When TCP is used for transport, such as in adaptive bit-rate video, the layer-four protocol is TCP. There is a provision for a time stamp to be inserted in the TCP header. However, both the sender and receiver must negotiate its use during session establishment—that is, during the three-way handshake. This time stamp has become more prevalent as networks have more delay than in the past. Yet, its use in a session is dependent on whether the TCP software in each station can support it. In addition, the application software requesting the creation of the session must include a request for it to be used.

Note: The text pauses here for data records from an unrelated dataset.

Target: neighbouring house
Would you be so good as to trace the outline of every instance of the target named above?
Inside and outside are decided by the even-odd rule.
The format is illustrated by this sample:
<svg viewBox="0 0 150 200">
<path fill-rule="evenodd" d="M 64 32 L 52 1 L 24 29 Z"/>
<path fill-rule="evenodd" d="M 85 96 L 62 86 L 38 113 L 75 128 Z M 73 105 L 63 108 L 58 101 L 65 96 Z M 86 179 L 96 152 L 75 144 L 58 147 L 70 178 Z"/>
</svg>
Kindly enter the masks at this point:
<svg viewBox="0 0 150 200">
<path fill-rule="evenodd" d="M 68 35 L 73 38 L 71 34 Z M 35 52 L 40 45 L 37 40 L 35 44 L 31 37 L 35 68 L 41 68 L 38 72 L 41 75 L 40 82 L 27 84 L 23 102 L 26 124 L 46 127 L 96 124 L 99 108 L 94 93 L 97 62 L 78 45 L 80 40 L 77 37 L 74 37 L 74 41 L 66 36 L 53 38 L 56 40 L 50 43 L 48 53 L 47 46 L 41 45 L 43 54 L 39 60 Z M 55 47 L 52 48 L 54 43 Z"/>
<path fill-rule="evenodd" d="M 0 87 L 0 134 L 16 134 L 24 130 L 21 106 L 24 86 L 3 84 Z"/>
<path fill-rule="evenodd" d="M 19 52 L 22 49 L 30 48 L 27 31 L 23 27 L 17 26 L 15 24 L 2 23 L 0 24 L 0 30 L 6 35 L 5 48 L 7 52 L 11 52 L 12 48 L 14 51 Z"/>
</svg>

One of the most popular mechanisms to transport audio or video is the MPEG transport stream format (MPTS). In this packet arrangement, audio and video samples are 188 bytes long and an IP packet generally carries seven of these. Each of these samples carries a Presentation Time Stamp (PTS). So, if an MPTS stream is carrying a video signal and two audio signals, the IP packets will contain a PTS values corresponding to each of the three sources. Each sample will have a PTS indicating the clock by which the sounds and video can be remixed into a synchronized output stream for the viewer.
The choice of the timing method seems to be based, to a great extent, on the segment of the industry that develops the products that will stream the audio or video. There is an engineering concern as well. Some of these methods are more accurate than others. Finally, we should mention that the issue of synchronizing a group of output devices is based on a common clock has not been considered here. What we have focused on in this article is the synchronization between one sender and one receiver.